Buse Carik

Buse Carik is a Ph.D. student in the Department of Computer Science.  She is advised by Eugenia Rho.

Carik’s research focuses on exploring and improving the interaction between humans and AI through computational social science, leveraging advanced techniques in natural language processing and human-computer interaction to understand and enhance the social implications of AI-mediated systems.


Lance Wilhelm

Lance T. Wilhelm is a Ph.D. student in the Department of Computer Science.  His advisor is Eugenia Rho.
His research focuses on how AI-mediated systems can help human interaction and more specifically, on how to build novel systems with large language models.

Chenyu Mao

Chenyu Mao is a master’s degree student in the Department of Computer Science. His advisor is Edward Fox.
Mao’s research focus is on modeling (classifying Electronic Theses and Dissertations (ETDs) into different topics) and object direction (extracting from ETDs).

Eugenia Rho

Eugenia Rho is an assistant professor in the Department of Computer Science, where she leads the SAIL (Society + AI & Language) lab, and is an affiliate faculty member at the Sanghani Center.

Prior to joining Virginia Tech, she was a postdoctoral scholar at the Natural Language Processing group in the Department of Computer Science at Stanford University. She earned her Ph.D. in informatics from the University of California, Irvine.

Her research focuses on exploring the intersection of Natural Language Processing (NLP) and Human-Computer Interaction (HCI), and she is particularly interested in how AI-mediated systems impact interactions across people and machines.


Mridul Khurana

Mridul Khurana is a Ph.D. student in the Department of Computer Science.  His advisor is Anuj Karpatne.
Khurana’s research centers around generative artificial intelligence and using science guidance to assist biologists in studying the evolution of different animal species over time. From computer vision models he extracts genome-like sequences using images to study the evolutionary traits of species and generate ancestral images.

Sindhura Kommu

Sindhura Kommu is a master’s degree student in the Department of Computer Science. She is advised by Xuan Yang.
Her research interests lie in the domain of multimodal ML for healthcare applications and her current work focuses on multi-omics Large Language Models for bio-medicine.

 


Abhijit Sarkar

Abhijit Sarkar is a senior research associate within the Division of Data and Analytics at the Virginia Tech Transportation Institute (VTTI) and affiliate faculty at the Sanghani Center.  At present, he leads the Computer Vision and Machine Learning team at VTTI. His research mainly focuses in the intersection of artificial intelligence and transportation research with an emphasis to computer vision. This includes safety and operations of automated driving systems; driver distraction and attention monitoring; intersection safety; unmanned aerial vehicles; multimodal sensor processing using naturalistic driving data; and AI application in driver health monitoring.

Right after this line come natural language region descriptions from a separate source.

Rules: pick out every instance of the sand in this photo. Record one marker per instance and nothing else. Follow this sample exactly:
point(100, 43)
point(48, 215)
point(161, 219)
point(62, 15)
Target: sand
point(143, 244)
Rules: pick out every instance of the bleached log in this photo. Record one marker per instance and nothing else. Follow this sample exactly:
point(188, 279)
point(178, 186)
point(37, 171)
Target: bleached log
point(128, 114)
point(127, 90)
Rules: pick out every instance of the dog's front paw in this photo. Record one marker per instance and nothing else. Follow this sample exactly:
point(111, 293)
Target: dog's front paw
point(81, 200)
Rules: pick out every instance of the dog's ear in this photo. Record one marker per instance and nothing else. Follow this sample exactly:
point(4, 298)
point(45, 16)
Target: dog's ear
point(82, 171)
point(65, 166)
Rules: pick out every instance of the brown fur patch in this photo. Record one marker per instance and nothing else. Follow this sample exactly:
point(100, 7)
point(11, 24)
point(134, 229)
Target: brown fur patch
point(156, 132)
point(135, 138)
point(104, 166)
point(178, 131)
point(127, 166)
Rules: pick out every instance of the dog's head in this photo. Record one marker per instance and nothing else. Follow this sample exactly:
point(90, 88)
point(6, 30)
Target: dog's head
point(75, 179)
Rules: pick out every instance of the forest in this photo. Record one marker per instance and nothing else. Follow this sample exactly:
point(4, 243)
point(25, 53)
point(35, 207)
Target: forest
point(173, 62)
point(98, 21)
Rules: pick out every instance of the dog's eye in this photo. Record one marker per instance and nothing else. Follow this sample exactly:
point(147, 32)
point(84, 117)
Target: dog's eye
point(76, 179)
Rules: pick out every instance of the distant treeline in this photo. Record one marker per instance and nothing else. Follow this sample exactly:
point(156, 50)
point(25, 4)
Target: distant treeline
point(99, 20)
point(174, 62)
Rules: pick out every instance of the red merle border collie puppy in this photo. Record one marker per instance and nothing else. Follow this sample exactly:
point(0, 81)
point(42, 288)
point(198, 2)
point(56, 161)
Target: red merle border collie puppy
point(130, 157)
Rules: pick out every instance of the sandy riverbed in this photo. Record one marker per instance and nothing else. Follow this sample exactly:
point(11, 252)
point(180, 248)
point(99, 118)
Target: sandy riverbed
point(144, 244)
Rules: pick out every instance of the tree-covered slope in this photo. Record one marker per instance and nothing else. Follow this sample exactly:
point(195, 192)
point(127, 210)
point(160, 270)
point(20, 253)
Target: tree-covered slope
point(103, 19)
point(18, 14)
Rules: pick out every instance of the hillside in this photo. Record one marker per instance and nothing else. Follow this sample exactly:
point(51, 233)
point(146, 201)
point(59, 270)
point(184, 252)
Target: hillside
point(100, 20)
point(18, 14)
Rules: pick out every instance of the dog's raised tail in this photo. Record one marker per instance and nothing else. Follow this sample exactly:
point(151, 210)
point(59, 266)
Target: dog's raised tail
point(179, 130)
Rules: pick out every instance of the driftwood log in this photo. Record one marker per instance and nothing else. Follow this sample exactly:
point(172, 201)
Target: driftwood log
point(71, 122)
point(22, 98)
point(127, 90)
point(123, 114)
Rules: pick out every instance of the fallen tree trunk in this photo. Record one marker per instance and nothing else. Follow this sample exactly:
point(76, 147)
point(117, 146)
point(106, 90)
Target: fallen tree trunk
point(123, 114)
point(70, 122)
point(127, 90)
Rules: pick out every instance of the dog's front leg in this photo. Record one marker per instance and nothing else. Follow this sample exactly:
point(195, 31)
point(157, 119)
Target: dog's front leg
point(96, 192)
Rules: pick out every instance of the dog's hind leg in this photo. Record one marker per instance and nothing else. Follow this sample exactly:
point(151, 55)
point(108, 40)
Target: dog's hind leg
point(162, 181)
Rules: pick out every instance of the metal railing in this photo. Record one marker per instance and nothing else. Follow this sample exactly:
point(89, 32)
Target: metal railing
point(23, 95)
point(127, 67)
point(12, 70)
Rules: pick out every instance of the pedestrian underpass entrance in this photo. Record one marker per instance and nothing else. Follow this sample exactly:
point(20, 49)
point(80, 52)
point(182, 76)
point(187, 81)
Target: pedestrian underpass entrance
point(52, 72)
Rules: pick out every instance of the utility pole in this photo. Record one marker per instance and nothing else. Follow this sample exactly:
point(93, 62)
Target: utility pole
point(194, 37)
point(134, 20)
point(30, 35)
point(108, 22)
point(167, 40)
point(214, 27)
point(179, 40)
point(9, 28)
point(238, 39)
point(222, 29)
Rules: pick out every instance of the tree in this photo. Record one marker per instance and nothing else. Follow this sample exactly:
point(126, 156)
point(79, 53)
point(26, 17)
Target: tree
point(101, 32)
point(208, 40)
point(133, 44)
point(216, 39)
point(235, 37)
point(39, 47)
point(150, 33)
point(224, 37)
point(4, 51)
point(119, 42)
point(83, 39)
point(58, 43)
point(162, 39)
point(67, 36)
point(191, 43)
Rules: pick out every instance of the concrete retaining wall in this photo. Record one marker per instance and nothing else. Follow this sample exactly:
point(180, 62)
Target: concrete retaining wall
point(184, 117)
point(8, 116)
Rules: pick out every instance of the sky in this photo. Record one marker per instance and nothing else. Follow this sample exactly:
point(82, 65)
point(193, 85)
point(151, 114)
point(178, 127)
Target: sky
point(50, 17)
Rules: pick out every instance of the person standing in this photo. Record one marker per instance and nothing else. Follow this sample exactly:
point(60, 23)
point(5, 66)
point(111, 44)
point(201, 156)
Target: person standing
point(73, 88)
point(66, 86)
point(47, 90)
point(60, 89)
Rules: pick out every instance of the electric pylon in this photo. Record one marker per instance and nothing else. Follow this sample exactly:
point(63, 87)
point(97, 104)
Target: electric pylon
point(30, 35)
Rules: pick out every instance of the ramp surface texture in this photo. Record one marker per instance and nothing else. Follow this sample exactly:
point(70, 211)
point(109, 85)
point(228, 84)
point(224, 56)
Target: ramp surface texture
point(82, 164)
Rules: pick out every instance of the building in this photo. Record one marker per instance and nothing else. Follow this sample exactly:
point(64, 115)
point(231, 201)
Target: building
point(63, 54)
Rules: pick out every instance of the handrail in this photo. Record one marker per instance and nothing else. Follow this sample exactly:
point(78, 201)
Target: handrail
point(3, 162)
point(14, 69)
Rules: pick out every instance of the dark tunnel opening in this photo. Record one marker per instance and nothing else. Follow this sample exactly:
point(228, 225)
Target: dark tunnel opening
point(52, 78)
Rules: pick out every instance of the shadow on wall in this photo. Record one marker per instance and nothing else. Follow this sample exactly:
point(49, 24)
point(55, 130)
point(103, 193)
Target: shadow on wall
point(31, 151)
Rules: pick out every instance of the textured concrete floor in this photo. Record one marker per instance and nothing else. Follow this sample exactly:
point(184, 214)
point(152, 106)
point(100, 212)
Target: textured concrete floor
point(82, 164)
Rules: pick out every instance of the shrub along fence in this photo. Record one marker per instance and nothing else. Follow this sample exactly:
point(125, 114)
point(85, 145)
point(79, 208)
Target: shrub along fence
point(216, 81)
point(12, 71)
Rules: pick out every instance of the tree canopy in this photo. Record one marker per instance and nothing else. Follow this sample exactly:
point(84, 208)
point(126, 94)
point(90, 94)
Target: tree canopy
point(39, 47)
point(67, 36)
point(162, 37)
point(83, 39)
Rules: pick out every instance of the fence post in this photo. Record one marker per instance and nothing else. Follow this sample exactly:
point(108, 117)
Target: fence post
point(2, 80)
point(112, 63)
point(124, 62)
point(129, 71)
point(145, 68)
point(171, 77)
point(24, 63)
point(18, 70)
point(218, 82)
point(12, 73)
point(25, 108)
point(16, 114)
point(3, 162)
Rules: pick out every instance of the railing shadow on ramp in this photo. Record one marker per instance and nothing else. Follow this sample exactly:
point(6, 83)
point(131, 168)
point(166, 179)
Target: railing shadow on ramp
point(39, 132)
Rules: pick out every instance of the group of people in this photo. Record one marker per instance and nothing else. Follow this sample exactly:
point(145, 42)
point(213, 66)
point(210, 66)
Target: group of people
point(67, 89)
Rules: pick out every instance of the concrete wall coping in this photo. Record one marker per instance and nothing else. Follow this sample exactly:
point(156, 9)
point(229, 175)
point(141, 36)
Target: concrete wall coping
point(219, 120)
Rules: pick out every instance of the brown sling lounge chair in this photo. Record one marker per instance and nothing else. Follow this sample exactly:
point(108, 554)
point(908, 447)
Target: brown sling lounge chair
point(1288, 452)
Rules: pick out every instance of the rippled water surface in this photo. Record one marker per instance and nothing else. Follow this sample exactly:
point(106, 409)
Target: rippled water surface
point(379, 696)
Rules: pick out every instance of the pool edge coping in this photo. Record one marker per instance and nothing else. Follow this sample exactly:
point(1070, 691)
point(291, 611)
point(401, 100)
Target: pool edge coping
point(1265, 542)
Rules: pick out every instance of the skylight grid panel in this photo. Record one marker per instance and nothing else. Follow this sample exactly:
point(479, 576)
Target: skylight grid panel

He received his doctoral degree from the Bradley Department of Electrical and Computer Engineering at Virginia Tech in 2017 with a focus in computer vision and remote health monitoring. Prior to that, he received a master’s degree in electrical engineering from the Indian Institute of Technology, Kharagpur, India; and a bachelor’s  degree in electrical engineering from Jadavpur University, India.

Sarkar’s research has been funded by multiple federal and state agencies including National Science Foundation (NSF); Federal Motor Carrier Safety Administrations (FMCSA), Federal Highway Administration (FHWA); National Highway Traffic Safety Administration (NHTSA); National Cooperative Highway Research Program (NCHRP); National Surface Transportation Safety Center for Excellence (NSTSCE); U.S. Department of Transportation University Transportation Center (UTC); and multiple private companies.


Hanwen Liu

Hanwen Liu is a Ph.D. student in the Department of Computer Science. He is advised by Xuan Wang.
Liu’s research is focused on establishing multi-modal translation models between EEG signals and human language.

Mian Zhang

Mian Zhang is a Ph.D. student in the Department of Computer Science, advised by Lifu Huang.
Zhang’s research interest is natural language processing, particularly focused on dialogue systems.

Pradyumna Upendra Dasu

Pradyumna Upendra Dasu is a master’s degree student in the Department of Computer Science.  He is advised by Edward Fox.
His primary research delves into the intricate dynamics of user experience associated with topic modeling, particularly emphasizing its application and implications for Electronic Theses and Dissertations (ETDs) as well as a broader spectrum of documents. Through this, he aims both to refine topic modeling techniques and to enhance the overall user interaction and understanding of ETDs and other textual content.